Closer runs counter to the numbing predictability of most current films: the inevitable plot points of revenge and uplift, the reduction of human beings to heroes and villains, the avoidance of complexity in sexual matters. If a batch of recent movies were to ask, "Are we sexier, more mature — better — than films of 30 years ago?", the brutal, truthful answer would be, "No way."

It's true that films are more sex-obsessed these days. All of pop culture is. Americans listen to Howard Stern, giggle over Janet Jackson, collect unrated DVD editions of the American Pie movies, gossip about celebrities' dirty secrets. We ogle (and then condemn) the dropping of a towel on a Monday Night Football teaser, leaf through Jenna Jameson's How to Make Love Like a Porn Star, log onto the Internet and bathe in all that warm cyberswill. But all this is essentially kid stuff, somewhere between adolescent and infantile in its voyeuristic avidity. It codifies the randy talk in a boys' tree house: the boasts and jokes and threats that mask the fear of (Ugh! Gross!) growing up.

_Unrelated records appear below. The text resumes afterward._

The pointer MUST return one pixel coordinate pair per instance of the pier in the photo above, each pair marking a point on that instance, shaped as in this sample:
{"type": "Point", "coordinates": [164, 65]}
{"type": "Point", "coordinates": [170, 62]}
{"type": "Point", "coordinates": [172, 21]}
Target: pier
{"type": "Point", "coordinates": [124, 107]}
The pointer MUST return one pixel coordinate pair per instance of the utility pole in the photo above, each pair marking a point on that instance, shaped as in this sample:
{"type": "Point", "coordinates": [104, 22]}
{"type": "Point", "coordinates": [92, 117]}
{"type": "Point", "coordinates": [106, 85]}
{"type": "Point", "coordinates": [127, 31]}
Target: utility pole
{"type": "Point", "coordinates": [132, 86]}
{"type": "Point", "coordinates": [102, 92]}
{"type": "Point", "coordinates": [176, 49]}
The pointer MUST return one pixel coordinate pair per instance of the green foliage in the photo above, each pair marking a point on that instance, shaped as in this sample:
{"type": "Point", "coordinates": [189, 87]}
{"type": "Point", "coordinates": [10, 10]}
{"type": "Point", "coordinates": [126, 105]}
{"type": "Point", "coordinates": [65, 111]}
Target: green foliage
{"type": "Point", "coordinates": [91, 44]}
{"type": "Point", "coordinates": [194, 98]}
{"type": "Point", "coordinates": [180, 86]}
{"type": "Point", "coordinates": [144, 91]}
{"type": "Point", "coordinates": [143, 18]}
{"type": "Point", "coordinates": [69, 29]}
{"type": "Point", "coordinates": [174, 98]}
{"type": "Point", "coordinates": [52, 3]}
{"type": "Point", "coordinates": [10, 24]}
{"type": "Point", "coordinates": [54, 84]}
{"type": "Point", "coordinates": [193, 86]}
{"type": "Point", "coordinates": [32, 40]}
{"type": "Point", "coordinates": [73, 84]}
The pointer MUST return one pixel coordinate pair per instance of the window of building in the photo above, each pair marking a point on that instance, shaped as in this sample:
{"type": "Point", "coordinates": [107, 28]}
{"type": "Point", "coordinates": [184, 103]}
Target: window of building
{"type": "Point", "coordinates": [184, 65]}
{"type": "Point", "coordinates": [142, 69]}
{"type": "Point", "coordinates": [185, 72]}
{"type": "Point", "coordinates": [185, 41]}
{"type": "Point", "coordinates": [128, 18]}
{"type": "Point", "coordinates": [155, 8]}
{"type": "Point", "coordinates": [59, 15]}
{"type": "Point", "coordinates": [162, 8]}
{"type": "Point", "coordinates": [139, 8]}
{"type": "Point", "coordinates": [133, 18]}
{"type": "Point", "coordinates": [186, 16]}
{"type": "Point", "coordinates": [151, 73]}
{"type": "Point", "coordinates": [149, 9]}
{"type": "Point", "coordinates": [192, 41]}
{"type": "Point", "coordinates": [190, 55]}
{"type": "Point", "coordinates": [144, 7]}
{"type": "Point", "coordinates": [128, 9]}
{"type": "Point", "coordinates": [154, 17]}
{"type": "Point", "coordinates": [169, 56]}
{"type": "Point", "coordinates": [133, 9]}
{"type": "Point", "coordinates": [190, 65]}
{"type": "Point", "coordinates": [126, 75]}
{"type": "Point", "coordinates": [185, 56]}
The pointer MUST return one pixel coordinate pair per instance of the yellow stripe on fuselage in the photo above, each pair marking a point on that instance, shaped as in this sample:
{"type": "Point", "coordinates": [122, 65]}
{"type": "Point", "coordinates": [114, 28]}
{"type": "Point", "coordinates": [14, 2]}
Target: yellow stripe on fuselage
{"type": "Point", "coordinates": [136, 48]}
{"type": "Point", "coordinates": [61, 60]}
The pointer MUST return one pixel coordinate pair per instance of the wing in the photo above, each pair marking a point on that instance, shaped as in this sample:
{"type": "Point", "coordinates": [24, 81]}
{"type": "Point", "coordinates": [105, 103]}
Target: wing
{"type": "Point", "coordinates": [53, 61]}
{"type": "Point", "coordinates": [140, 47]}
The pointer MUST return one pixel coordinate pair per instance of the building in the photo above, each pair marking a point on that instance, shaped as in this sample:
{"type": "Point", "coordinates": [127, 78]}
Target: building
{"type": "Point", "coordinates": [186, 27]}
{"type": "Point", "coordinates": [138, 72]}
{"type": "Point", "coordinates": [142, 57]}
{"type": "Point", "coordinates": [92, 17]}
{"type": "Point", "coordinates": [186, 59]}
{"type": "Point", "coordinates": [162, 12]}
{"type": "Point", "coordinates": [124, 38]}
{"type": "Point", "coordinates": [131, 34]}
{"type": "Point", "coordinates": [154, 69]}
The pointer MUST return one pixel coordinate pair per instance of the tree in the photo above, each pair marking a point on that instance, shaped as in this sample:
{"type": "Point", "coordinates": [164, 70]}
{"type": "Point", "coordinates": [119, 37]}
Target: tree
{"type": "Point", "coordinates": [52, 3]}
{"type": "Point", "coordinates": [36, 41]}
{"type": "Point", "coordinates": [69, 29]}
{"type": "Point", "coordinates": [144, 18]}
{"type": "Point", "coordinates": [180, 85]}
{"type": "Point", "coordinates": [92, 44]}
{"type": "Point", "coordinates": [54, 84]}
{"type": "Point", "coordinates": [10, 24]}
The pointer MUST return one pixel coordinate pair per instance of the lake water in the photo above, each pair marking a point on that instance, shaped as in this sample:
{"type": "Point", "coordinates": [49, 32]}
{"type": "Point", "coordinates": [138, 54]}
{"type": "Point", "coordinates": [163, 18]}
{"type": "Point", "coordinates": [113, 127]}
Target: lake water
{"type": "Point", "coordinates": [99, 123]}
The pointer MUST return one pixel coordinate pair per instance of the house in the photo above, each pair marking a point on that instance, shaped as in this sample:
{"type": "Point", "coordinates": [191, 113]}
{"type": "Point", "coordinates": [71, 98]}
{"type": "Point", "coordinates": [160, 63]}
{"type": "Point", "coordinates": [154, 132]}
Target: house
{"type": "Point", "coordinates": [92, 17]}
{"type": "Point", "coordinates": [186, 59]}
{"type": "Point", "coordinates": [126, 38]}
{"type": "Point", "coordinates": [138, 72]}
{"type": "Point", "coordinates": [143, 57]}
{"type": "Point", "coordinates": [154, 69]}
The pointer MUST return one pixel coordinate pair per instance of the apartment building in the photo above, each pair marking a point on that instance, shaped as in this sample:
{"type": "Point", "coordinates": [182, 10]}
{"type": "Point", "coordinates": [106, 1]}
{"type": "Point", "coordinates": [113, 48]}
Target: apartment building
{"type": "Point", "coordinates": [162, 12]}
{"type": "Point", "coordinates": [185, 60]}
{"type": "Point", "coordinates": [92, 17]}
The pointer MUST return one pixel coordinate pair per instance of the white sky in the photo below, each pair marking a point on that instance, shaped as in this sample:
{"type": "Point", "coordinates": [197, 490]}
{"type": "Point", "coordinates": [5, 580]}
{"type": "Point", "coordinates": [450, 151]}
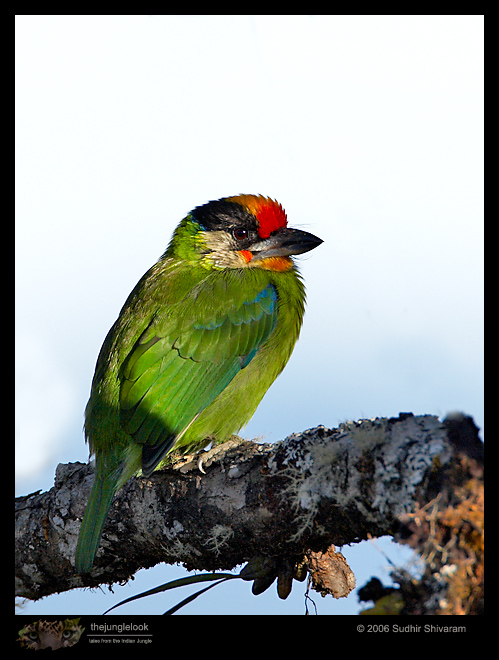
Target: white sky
{"type": "Point", "coordinates": [369, 131]}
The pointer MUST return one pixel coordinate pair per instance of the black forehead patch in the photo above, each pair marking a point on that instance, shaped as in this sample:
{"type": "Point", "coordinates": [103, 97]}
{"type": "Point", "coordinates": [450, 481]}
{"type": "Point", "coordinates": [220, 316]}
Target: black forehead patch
{"type": "Point", "coordinates": [222, 215]}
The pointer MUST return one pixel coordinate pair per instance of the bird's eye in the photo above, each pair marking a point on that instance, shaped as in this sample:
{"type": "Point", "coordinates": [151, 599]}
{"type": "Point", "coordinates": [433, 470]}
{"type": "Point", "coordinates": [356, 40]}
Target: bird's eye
{"type": "Point", "coordinates": [240, 233]}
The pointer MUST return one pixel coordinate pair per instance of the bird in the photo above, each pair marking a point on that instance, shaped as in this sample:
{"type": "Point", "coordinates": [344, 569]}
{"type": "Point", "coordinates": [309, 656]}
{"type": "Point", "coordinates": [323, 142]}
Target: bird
{"type": "Point", "coordinates": [198, 342]}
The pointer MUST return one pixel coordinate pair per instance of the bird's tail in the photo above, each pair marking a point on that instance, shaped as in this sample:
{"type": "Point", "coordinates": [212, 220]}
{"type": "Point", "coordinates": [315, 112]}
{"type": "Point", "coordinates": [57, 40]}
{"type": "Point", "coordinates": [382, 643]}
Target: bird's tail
{"type": "Point", "coordinates": [106, 483]}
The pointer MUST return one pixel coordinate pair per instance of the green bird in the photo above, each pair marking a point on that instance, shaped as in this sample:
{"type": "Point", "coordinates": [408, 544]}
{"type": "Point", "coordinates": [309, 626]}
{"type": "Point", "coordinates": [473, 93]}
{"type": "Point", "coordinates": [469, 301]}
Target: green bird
{"type": "Point", "coordinates": [198, 342]}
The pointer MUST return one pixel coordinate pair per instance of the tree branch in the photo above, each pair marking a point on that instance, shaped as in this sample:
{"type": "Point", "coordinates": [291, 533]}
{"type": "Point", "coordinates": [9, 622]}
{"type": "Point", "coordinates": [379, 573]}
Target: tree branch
{"type": "Point", "coordinates": [298, 496]}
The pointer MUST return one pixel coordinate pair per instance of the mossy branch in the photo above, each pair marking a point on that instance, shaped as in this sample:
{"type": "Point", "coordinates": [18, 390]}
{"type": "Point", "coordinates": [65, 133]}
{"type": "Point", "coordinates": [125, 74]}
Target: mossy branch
{"type": "Point", "coordinates": [291, 499]}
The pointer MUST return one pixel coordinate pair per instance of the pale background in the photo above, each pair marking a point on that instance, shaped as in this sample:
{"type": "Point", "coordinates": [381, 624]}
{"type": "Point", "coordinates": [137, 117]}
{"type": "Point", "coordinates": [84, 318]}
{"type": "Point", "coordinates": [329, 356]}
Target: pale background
{"type": "Point", "coordinates": [369, 131]}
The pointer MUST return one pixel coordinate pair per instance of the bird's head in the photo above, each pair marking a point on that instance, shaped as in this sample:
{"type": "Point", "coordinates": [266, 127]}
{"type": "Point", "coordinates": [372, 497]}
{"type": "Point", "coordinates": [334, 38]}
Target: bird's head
{"type": "Point", "coordinates": [246, 231]}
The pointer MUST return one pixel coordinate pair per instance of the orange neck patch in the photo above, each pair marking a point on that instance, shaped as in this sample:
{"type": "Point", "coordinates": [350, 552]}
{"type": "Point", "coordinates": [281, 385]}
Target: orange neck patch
{"type": "Point", "coordinates": [279, 264]}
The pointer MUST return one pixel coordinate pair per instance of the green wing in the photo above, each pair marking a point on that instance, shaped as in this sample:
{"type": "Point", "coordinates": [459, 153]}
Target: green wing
{"type": "Point", "coordinates": [181, 364]}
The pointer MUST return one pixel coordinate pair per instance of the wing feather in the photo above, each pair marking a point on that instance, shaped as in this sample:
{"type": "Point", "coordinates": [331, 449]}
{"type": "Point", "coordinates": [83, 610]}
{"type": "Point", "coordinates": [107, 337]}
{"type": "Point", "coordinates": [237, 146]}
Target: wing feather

Contrast today with the early 1970s, when movies like Straw Dogs, The Devils, Last Tango in Paris and Nichols' own Carnal Knowledge promised a future of truly adult depictions of sex. At the same time, the first wave of porno chic lured the curious to the burgeoning genre of hard-core. It seemed as if these two types of films might meet — that cinema might learn to depict the ordinary, universal and melodramatic collision of two bodies, two souls, in bed. But those days, and those hopes, are deader than disco. Hollywood's erotic audacity and artistic pretensions have shriveled ever since.